A prominent Russian conservative thinker Alexander Prokhanov with the icon of Stalin (left) and the newly built main church of the Russian Armed Forces. (panorama.pub, znak.com)

In a recent poll about the reaction of Russians to a bad joke when someone uploaded photos of Nazi leaders to a website with the veterans’ stories, only 7% viewed it as a joke. More than 90% think that whoever is behind it has to be punished. Furthermore, the most popular punishment is “to deprive them of Russian citizenship” – 29%, followed by a criminal prosecution with 26%. This reaction is in stark contrast with the Pussy Riot case, when the vast majority of Russians remained indifferent to the scandal and it had to be almost artificially inflated by Russian officials.

In just over a decade a new civil religion has taken shape right before our eyes.
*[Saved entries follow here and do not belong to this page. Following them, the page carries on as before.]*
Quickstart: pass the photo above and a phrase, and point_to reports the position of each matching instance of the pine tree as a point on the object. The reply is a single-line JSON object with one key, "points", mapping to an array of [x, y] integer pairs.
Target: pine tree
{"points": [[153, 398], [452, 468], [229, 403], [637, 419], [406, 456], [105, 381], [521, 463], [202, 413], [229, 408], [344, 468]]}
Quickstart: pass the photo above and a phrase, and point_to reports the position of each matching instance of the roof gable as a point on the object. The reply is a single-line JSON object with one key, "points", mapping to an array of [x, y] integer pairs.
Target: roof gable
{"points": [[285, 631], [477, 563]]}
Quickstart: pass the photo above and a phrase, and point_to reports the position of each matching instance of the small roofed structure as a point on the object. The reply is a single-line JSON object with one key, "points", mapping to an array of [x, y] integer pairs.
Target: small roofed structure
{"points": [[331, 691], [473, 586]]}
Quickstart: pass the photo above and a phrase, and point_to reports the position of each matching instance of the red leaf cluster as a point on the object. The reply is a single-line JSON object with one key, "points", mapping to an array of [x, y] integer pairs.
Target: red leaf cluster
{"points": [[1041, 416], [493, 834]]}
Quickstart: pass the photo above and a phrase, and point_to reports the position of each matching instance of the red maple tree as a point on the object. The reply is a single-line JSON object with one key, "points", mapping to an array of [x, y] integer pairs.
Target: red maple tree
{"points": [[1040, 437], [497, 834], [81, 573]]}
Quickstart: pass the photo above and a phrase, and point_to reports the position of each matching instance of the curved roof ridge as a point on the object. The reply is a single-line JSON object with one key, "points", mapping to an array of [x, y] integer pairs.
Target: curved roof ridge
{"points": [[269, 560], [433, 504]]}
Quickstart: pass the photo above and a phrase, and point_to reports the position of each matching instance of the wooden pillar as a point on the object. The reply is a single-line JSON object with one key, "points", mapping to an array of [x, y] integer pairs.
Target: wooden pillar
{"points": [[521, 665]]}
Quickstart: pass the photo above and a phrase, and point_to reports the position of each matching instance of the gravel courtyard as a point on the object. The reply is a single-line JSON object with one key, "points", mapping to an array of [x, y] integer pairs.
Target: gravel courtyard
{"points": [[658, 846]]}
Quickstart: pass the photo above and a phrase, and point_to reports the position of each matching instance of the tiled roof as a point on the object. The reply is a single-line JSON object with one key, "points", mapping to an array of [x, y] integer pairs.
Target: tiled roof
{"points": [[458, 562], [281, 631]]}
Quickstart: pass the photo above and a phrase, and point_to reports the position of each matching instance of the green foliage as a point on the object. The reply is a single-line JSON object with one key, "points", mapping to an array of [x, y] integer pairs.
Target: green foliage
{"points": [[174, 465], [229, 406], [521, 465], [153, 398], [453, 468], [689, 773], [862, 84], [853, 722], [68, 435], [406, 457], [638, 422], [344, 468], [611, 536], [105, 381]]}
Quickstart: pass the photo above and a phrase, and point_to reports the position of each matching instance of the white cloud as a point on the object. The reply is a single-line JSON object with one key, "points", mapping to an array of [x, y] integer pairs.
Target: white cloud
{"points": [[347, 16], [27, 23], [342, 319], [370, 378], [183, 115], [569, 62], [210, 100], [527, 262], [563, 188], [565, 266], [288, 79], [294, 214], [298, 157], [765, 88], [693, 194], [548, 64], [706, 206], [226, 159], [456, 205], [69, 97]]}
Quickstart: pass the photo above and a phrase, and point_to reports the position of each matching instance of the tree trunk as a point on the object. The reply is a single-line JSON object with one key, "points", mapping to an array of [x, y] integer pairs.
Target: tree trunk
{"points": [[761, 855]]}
It now has its own mythology, its own special rituals, its own taboos, great martyrs, and holy places. In the name of the Victory foreign policy is being implemented, history is being rewritten, and enemies of the state are being attacked. The main annual ritual – the victory parade – became so important that in Belarus it was held on May 9 even despite the pandemic while in Russia it was not cancelled but rescheduled for June 24. Regardless of the casualties the parade has to be held. Today a post-Soviet man can dislike communism, talk bad about Stalin or criticize Russia’s policies and its leadership, but there’s one thing that is off-limits. It is the Victory. The Victory is sacred.

The Sacred War
Show lyrics

Arise, vast country,
Arise for a fight to the death
Against the dark fascist force,
Against the cursed horde.

Chorus: (2x)
Let noble wrath
Boil over like a wave!
This is the people’s war,
a Sacred war!

We shall repulse the oppressors
Of all ardent ideas.
The rapists and the plunderers,
The torturers of people.

Chorus

The black wings shall not dare
Fly over the Motherland,
On her spacious fields
The enemy shall not dare tread!

Chorus

We shall drive a bullet into the forehead
Of the rotten fascist filth,
For the scum of humanity
We shall build a solid coffin!

Chorus (2x)

*Like any religion, the religion of Victory has its own anthems. This one is, in my opinion, one of the most powerful of them. Along with the lyrics it can give goosebumps even to a complete non-believer.